FDA asks Asians to cut down on Crestor

Its public health advisory recommends that all patients taking Crestor use the lowest possible dose. The agency, in particular, suggests a 5-mg starting dose for Asian patients, those with serious kidney problems and for patients who might have other risk factors for muscle problems.

Asians appear to process the drug differently. A clinical trial in the US found that levels of Crestor in Asian patients were double those of Caucasians taking the same dose, increasing the chance of muscle damage.

The FDA also issued a general warning that high doses of the drug, about 40 mg, was harmful for all. The agency sounded the warning after an expert group said the drug should be banned.

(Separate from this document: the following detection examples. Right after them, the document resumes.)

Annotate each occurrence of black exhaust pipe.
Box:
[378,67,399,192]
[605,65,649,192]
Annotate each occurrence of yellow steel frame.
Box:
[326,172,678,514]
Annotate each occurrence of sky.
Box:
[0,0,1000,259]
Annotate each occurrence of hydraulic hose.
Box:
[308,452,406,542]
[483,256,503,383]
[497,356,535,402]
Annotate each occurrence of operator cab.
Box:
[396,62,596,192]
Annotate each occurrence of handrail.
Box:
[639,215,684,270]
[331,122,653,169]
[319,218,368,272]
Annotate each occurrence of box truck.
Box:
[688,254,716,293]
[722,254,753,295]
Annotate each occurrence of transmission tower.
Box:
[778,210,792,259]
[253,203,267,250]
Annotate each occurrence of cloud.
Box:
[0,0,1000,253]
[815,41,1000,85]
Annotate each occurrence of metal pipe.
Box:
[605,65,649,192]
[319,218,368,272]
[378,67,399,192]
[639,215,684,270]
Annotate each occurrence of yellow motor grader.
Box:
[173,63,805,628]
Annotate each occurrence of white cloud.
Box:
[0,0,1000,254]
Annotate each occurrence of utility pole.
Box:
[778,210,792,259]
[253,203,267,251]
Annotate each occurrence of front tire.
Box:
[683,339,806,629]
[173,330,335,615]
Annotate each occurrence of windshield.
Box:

About 4 million people in the US are said to be on the cholesterol-lowering drug, marketed by AstraZeneca, since its launch in August 2003.

While no data on people using the drug in India is available, about half-dozen companies here are already manufacturing copies of the drug. Ranbaxy, Lupin and Microlabs were the first ones to come out with their versions. The most common brands here are Rosuvas (Ranbaxy), Turbovas (Microlabs), Novastatin (Lupin) and Rozucor (Torrent).

While Astra-Zeneca has revised the package insert for Crestor, after a discussion with the FDA, the government has not come out with any specific warning or instruction to drug manufacturers so far.

‘‘The black boxes and warnings on medicines are an ongoing process. We have conducted our own trials and given approval. They (FDA) are talking about higher doses,’’ says Dr Ashwini Kumar, the Drug Controller General of India. ‘‘I feel we should not prescribe the drug until further studies are conducted here. India is a vast country and we have to have specific largescale trials. The fresh warning should be an eye-opener,’’ says Dr Anoop Misra, Professor of Internal Medicine at AIIMS.

No trials were conducted by AstraZeneca in India and the trial data available was based on studies in the US, Europe, Canada, South Africa and Australia. Even as the DCGI grants approval, based on clinical data from Europe or US, confirmatory trials by Indian generic companies in about 120 patients so far is too little to reveal any adverse reactions.

As Indian companies are marketing three doses — 5 mg, 10 mg and 20 mg — the efficacy studies sampled about 30 to 40 people for each dose.

‘‘A trial, with only 25 to 30 patients, will have less than one per cent patients reporting adverse events. Also, as there are genetic differences, the DCGI should insist on studies on different ethnic Indian populations like Aryans, Dravidians and people from the North-East,’’ said an expert.